Dallas-based RealPage, which provides software for multifamily property management, acquired portfolio intelligence firm Cherre for an undisclosed amount.
New York-based Cherre will keep its brand as it’s folded into RealPage, Cherre founder and chief executive officer L.D. Salmanson told the Commercial Observer. Cherre was founded in 2016, and is aimed at connecting company leaders to property market information that connects individual buildings to a portfolio or fund, providing accurate information that the real estate industry can depend on, the firm claimed in a press release.
RealPage views the acquisition as adding a solid foundation of data to its artificial intelligence software. In the press release, Cherre stated that the underlying data that AI pulls from in the real estate sector “rarely agrees with itself,” noting that individual properties can be listed a number of different ways in backend systems. Basic questions that AI should be able to answer aren’t generating confident results due to the sheer amount of moving parts that are scraped and fed into the analysis. The past data cannot accurately predict why something is happening in the present, and what to do next.

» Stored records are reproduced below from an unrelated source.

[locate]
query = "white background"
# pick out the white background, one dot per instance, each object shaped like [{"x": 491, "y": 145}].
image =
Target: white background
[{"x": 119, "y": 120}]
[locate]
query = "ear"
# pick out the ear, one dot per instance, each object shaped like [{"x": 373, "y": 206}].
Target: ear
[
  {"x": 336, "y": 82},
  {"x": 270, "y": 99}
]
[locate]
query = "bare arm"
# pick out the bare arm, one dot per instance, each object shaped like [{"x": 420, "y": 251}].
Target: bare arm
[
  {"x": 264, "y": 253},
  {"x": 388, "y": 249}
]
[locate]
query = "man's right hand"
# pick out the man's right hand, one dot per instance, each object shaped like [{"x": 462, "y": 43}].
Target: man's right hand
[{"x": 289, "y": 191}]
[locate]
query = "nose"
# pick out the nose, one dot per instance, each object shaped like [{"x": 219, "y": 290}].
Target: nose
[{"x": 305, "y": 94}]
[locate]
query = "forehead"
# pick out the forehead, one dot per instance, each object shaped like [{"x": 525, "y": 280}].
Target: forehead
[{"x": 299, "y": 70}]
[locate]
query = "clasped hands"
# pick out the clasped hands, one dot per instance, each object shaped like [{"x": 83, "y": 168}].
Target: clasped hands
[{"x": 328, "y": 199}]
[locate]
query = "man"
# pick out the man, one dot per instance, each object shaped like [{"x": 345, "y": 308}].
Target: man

That layer of data is expected to supercharge RealPage’s existing scale, which spans 42,000 customers and 24 million housing units, according to the press release. Effectively, the acquisition connects the forest to the trees, allowing for greater clarity on what moves property owners can make next.
In November 2025, RealPage reached a settlement agreement with the U.S. Department of Justice following a probe into an alleged rent collusion scheme. The company is going through a class-action lawsuit tied to the accusations, with multiple landlords affiliated with the company paying out upwards of $200 million in settlements. In June 2025, Seattle effectively banned RealPage when they set laws against software that gathers property information and uses it to algorithmically recommend rent prices.